Re: Prepending Xapian Tiers

2019-05-28 Thread Dilyan Palauzov

Hello,

so the .conversations database does, apart of the descriptions  
at  
https://www.cyrusimap.org/imap/concepts/deployment/databases.html#conversations-userid-conversations, also store per user a G record for each message, mapping the mailboxes where the message is located and the results from Xapian search return G  
records.


Are a G record, GUID and a conversation ID the same thing?

When a message is expunged, are its records from  
.conversations removed?


When a message is unexpunged, is it again inserted in  
.conversations and referenced in the sync_log_channels:  
squatter?


squatter has the modes: indexer, search, rolling, synclog, compact,  
indexfrom (deprecated) and audit. Is search_batchsize used only in the  
indexer mode, in particular it is not used when squatter -t … -z -X is  
called (compact and reindex simultaneously)?


What is the application for squatter -X (Reindex all messages before  
compacting.  This mode reads all the  lists of messages indexed by the  
listed tiers, and re-indexes them into a temporary database before  
compacting that into place)?


Does it index messages, that were not indexed yet for any reason, or  
it deletes the database, scans each message again and creates a  
compact Xapian database?


In the case I described, mailbox receiving reports, having an index  
grow very fast, the cause was a mail loop - a lot of emails arriving  
in short time.  Once the loop stopped, the index does not exand faster  
than other mailboxes.


So by default for now, unless some extra setup is performed, only  
words in text/plain and text/html get indexed, possibly with headers,  
and attachments are ignored?


Regards
  Дилян


- Message from Bron Gondwana  -
   Date: Tue, 28 May 2019 18:20:32 +1000
   From: Bron Gondwana 
Subject: Re: Prepending Xapian Tiers
 To: Cyrus Devel 



On Sat, May 25, 2019, at 22:19, Dilyan Palauzov wrote:

Hello Bron,

For me it is still not absolutely clear how things work with the
Xapian seach backend.

Has search_batchsize any impact during compacting?
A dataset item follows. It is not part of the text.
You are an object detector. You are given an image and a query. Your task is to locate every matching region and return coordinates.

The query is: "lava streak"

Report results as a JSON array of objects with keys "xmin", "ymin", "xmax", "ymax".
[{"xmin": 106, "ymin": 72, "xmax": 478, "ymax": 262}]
Does this setting
say how many new messages have to arrive, before indexing them
together in Xapian?


No, search_batchsize just means that when you're indexing a brand  
new mailbox with millions of emails, it will put that many emails at  
a time into a single transactional write to the search index. During  
compacting, this value is not used.



What are the use-cases to call "squatter -F" (In compact mode, filter
the resulting database to only include messages which are not expunged
in mailboxes with existing name/uidvalidity.) and "squatter -X"
(Reindex all messages before compacting. This mode reads all the
lists of messages indexed by the listed tiers, and re-indexes them
into a temporary database before compacting that into place)?
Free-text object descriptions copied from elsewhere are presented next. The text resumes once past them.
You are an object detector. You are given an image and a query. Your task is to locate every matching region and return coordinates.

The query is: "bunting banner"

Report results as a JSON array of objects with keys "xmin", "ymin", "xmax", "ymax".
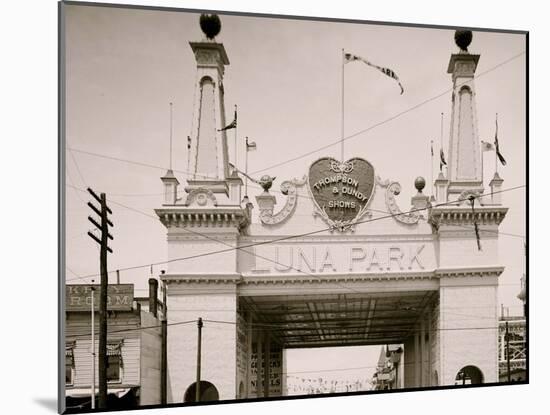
[{"xmin": 344, "ymin": 52, "xmax": 404, "ymax": 94}]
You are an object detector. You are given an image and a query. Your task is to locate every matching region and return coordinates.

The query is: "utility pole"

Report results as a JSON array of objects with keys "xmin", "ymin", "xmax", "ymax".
[
  {"xmin": 161, "ymin": 279, "xmax": 167, "ymax": 405},
  {"xmin": 87, "ymin": 188, "xmax": 113, "ymax": 409},
  {"xmin": 161, "ymin": 318, "xmax": 167, "ymax": 405},
  {"xmin": 90, "ymin": 281, "xmax": 95, "ymax": 409},
  {"xmin": 505, "ymin": 321, "xmax": 511, "ymax": 382},
  {"xmin": 196, "ymin": 317, "xmax": 203, "ymax": 402}
]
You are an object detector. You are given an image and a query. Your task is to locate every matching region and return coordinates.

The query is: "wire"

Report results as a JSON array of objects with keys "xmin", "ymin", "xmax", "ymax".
[
  {"xmin": 67, "ymin": 314, "xmax": 511, "ymax": 339},
  {"xmin": 68, "ymin": 319, "xmax": 196, "ymax": 338},
  {"xmin": 66, "ymin": 183, "xmax": 524, "ymax": 281},
  {"xmin": 250, "ymin": 50, "xmax": 526, "ymax": 175},
  {"xmin": 68, "ymin": 147, "xmax": 88, "ymax": 188},
  {"xmin": 65, "ymin": 266, "xmax": 93, "ymax": 284},
  {"xmin": 64, "ymin": 151, "xmax": 525, "ymax": 318},
  {"xmin": 66, "ymin": 49, "xmax": 524, "ymax": 194}
]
-F is useful to run occasionally so that your search indexes don't  
grow forever. When emails are expunged, their matching terms aren't  
removed from the xapian indexes, so the database will be bigger than  
necessary and when you search for a term which is in deleted emails,  
it will cause extra IO and conversations DB lookups on the document  
id.



Why shall one keep index of deleted and expunged messages and how to
delete references from messages that are both expunged and expired
(after cyr_expire -X0, so removed from the hard disk), but keep the
index to messages that are still on the hard disk, but the user
expunged (double-deleted) them.


I'm not sure I understand your question here. Deleting from xapian  
databases is slow, and particularly with the compacted form, it's  
designed to be efficient if you don't write to it. Finally, since  
we're de-duplicating by GUID, you would need to do a conversations  
db lookup for every deleted email to check the refcount before  
cleaning up the associated record.



How does re-compacting (as in
https://fastmail.blog/2014/12/01/email-search-system/) differ from
re-indexing (as in the manual page of master/squatter)?
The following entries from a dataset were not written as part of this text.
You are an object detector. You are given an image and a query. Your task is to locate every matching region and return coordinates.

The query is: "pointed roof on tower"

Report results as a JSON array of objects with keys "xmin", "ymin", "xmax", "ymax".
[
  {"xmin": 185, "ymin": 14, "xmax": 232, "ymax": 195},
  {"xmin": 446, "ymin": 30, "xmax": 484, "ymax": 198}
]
"re-compacting" - just means combining multiple databases together  
into a single compacted database - so the terms in all the source  
databases are compacted together into a destination database. I used  
"re-compacting" because the databases are already all compacted, so  
it's just combining them rather than gaining the initial space  
saving of the first compact.


"re-indexing" involves parsing the email again and creating terms  
from the source document. When you "reindex" a set of xapian  
directories, the squatter reads the cyrus.indexed.db for each of the  
source directories to know which emails it claims to cover, and  
reads each of those emails in order to index them again.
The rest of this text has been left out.